Stockham tiling implementation#

To support tiling, the global function is responsible for loading data from global memory into LDS memory in a tiled manner. Once in LDS memory, a singly strided device function performs an interleaved, in-place FFT entirely within LDS.

Polymorphism will be used to abstract tiling strategies. Different tiling strategies should extend the StockhamTiling object and overload the load_from_global and store_to_global methods.

For example:

tiling = StockhamTilingRR()
scheme = StockhamDeviceKernelUWide()

body = StatementList()
body += tiling.compute_offsets(...)
body += tiling.load_from_global(out=lds, in=global_buffer)
body += scheme.fft(lds)
body += tiling.store_to_global(out=global_buffer, in=lds)
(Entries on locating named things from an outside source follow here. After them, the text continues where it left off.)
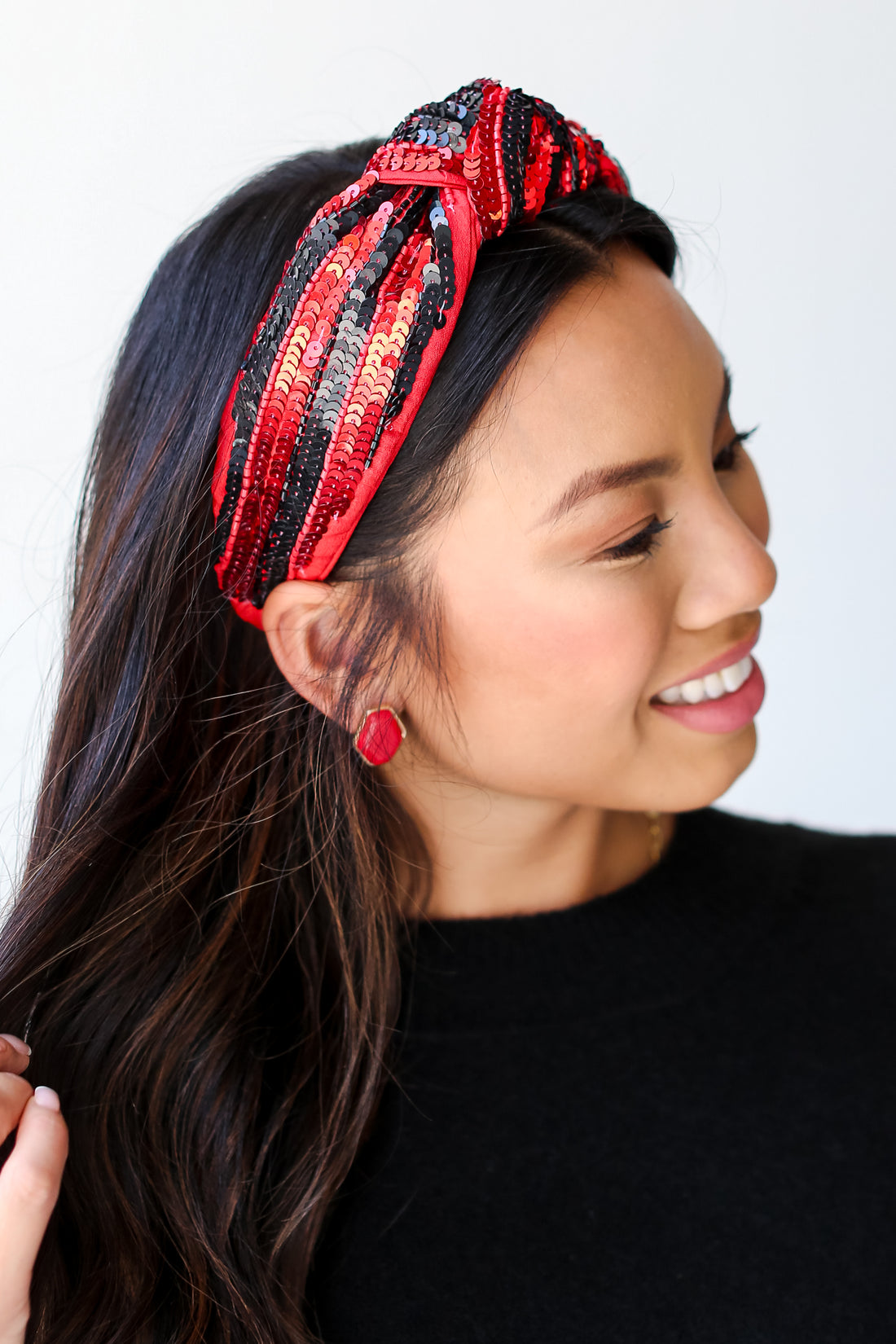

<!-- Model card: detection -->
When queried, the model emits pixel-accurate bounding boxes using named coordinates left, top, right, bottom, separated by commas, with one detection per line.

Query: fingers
left=0, top=1078, right=68, bottom=1344
left=0, top=1031, right=31, bottom=1074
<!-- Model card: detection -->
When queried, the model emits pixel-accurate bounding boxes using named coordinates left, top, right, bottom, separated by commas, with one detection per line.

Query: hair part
left=0, top=130, right=676, bottom=1344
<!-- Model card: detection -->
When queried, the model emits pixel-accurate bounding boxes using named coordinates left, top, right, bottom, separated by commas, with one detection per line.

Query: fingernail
left=0, top=1031, right=31, bottom=1055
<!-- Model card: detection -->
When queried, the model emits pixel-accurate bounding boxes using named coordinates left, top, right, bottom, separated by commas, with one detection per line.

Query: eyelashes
left=594, top=424, right=759, bottom=560
left=595, top=517, right=672, bottom=560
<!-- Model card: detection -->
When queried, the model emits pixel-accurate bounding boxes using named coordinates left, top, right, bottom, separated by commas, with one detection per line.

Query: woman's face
left=400, top=248, right=775, bottom=810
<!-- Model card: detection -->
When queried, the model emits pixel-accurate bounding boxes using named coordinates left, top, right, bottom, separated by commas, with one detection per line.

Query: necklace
left=645, top=812, right=662, bottom=863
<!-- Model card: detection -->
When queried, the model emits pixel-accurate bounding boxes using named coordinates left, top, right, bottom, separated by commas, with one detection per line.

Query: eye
left=712, top=424, right=759, bottom=472
left=592, top=517, right=672, bottom=560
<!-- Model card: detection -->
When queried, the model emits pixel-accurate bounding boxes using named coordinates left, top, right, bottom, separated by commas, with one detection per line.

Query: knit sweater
left=310, top=808, right=896, bottom=1344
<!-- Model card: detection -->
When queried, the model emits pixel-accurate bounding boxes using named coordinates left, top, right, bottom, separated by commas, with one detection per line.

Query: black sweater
left=312, top=808, right=896, bottom=1344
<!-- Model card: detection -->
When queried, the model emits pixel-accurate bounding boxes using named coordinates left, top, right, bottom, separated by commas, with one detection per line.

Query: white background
left=0, top=0, right=896, bottom=903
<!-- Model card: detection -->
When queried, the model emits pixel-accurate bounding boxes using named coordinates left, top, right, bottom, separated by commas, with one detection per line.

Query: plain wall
left=0, top=0, right=896, bottom=903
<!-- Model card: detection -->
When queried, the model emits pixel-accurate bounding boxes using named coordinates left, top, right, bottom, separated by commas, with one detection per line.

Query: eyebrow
left=534, top=363, right=731, bottom=527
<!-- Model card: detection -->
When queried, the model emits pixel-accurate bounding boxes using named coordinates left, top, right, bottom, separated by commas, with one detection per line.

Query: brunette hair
left=0, top=140, right=676, bottom=1344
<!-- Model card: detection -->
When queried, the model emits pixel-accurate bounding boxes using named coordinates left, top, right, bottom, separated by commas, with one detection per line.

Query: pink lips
left=650, top=630, right=766, bottom=732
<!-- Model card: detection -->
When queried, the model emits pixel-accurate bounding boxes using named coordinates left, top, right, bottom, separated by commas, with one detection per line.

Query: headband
left=213, top=79, right=629, bottom=626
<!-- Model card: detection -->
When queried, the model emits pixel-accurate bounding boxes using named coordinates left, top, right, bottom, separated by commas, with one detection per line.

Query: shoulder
left=695, top=808, right=896, bottom=899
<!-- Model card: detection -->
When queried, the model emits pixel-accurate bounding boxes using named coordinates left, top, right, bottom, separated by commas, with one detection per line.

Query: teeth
left=657, top=655, right=753, bottom=705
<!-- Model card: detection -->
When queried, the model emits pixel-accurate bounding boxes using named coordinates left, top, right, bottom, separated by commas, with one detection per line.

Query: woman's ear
left=262, top=579, right=350, bottom=718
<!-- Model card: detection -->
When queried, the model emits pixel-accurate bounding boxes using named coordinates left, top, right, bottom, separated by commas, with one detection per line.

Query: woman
left=0, top=81, right=896, bottom=1344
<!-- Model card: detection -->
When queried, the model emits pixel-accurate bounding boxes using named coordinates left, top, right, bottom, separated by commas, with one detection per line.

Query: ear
left=262, top=579, right=397, bottom=727
left=262, top=579, right=346, bottom=716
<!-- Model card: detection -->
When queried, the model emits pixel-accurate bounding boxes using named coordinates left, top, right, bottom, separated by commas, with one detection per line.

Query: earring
left=352, top=705, right=407, bottom=765
left=645, top=810, right=662, bottom=863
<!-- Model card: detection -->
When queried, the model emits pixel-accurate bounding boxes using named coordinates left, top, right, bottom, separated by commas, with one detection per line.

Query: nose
left=676, top=492, right=778, bottom=630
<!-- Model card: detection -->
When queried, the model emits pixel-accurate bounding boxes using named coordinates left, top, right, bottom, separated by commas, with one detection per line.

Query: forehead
left=474, top=248, right=723, bottom=507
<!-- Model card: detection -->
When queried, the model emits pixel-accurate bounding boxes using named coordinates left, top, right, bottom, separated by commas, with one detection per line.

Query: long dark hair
left=0, top=130, right=676, bottom=1344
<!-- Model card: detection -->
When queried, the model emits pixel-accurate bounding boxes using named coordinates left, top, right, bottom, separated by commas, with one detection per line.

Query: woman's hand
left=0, top=1032, right=68, bottom=1344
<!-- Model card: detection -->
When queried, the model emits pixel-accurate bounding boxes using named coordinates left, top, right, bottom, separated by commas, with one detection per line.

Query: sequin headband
left=213, top=79, right=629, bottom=626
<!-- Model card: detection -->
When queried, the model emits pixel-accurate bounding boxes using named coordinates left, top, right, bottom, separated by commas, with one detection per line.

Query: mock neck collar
left=400, top=808, right=795, bottom=1035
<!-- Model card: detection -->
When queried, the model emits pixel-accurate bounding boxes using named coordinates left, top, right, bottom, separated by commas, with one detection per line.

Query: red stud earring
left=352, top=705, right=407, bottom=765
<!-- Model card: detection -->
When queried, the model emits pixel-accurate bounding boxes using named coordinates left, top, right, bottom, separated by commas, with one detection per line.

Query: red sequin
left=213, top=79, right=627, bottom=625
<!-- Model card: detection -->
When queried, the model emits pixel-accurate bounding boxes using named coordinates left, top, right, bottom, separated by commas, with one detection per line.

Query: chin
left=655, top=723, right=758, bottom=812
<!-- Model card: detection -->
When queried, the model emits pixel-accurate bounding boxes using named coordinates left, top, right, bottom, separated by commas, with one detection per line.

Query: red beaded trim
left=213, top=79, right=629, bottom=625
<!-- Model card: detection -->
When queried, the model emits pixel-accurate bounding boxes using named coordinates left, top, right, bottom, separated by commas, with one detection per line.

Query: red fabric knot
left=213, top=79, right=629, bottom=626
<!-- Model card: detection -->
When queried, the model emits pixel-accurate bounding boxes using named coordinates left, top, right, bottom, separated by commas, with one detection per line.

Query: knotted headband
left=213, top=79, right=629, bottom=626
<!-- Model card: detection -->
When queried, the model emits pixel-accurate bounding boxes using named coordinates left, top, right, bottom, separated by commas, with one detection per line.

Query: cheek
left=445, top=570, right=665, bottom=755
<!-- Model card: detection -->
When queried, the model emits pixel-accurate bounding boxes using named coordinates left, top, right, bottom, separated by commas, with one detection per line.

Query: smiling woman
left=0, top=81, right=896, bottom=1344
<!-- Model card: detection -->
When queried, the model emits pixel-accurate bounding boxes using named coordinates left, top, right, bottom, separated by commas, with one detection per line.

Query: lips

Different tiling strategies may require new template parameters and/or function arguments. Tiling strategies can manipulate the following methods:

  • add_templates

  • add_global_arguments

  • add_device_arguments

  • add_device_call_arguments

Each of these methods is passed a TemplateList or ArgumentList argument, and should return a new template/argument list with any extra parameters added.

Large twiddle tables#

Device kernels may need to apply additional twiddles during their execution. These extra twiddle tables are implemented similarly to tiling. Different twiddle table strategies should extend the StockhamLargeTwiddles object and overload the load and multiply methods.

Twiddle tables may also require additional templates and arguments. See Stockham tiling implementation.